U.S. District Judge Cathy Seibel in White Plains said on Thursday that there was no way for the lawsuits to continue after her earlier ruling barring crucial testimony from plaintiffs’ experts.
Lawsuits against Bayer over Mirena started to pile up in 2011 and were consolidated in the New York court in 2013.
Mirena – a small T-shaped plastic device inserted into the uterus – carries a risk of perforating the uterus during insertion. Bayer warns about this possibility on the product’s label.
The plaintiffs in the lawsuits, however, say that Mirena perforated their uteruses after insertion, and that Bayer failed to warn them about this possibility. They sought damages from the company.
Bayer has maintained in court filings that there is no evidence Mirena can perforate the uterus after insertion. It has said that a perforation that occurs during insertion may only be detected later.

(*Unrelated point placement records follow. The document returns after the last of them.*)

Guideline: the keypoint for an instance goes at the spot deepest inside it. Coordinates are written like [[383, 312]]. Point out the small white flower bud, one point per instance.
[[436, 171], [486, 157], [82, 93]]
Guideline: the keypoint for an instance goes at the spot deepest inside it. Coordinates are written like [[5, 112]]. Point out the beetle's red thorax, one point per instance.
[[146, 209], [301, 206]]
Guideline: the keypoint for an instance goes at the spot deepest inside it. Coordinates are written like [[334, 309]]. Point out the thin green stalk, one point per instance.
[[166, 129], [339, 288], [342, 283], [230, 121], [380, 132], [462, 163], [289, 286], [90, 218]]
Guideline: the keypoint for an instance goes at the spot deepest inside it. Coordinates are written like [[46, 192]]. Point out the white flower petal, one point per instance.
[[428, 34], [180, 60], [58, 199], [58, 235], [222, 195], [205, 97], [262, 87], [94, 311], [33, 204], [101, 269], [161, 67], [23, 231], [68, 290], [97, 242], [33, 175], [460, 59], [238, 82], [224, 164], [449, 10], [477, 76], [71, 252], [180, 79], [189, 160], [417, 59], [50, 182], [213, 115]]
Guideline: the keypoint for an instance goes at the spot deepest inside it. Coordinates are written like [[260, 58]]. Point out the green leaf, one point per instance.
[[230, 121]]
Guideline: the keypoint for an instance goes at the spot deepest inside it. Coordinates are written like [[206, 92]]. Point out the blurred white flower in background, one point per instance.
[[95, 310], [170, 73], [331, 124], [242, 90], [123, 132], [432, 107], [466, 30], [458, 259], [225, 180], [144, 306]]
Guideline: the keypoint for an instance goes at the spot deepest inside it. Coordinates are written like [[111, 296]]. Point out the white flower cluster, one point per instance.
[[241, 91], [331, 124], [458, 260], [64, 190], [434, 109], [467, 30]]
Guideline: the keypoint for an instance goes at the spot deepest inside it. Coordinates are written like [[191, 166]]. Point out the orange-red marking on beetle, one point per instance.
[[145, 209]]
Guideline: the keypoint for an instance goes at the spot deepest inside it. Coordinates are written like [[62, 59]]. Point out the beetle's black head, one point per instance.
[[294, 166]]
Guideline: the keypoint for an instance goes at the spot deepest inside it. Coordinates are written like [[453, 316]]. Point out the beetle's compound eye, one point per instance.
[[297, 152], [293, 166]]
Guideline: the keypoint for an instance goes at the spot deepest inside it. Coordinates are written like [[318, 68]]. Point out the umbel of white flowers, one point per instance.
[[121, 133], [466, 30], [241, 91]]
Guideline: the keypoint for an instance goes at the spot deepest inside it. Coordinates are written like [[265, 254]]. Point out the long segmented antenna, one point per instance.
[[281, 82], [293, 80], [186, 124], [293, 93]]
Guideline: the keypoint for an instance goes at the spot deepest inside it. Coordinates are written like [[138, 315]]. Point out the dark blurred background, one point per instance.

In March, Seibel granted Bayer’s motion to bar plaintiffs’ expert witnesses from testifying that Mirena could cause uterine perforation after insertion. She found that their opinions were not supported by scientific literature and had been developed for the purpose of the litigation.
In Thursday’s order, Seibel said that without the expert testimony, no jury would have a sound basis to find in favor of plaintiffs. She ordered that judgment be entered in favor of Bayer in all of the cases.
Bayer said in a statement that the decision “affirms that the Plaintiffs have failed to provide any admissible evidence of causation to prove their case.”
Attorneys for the plaintiffs could not immediately be reached for comment.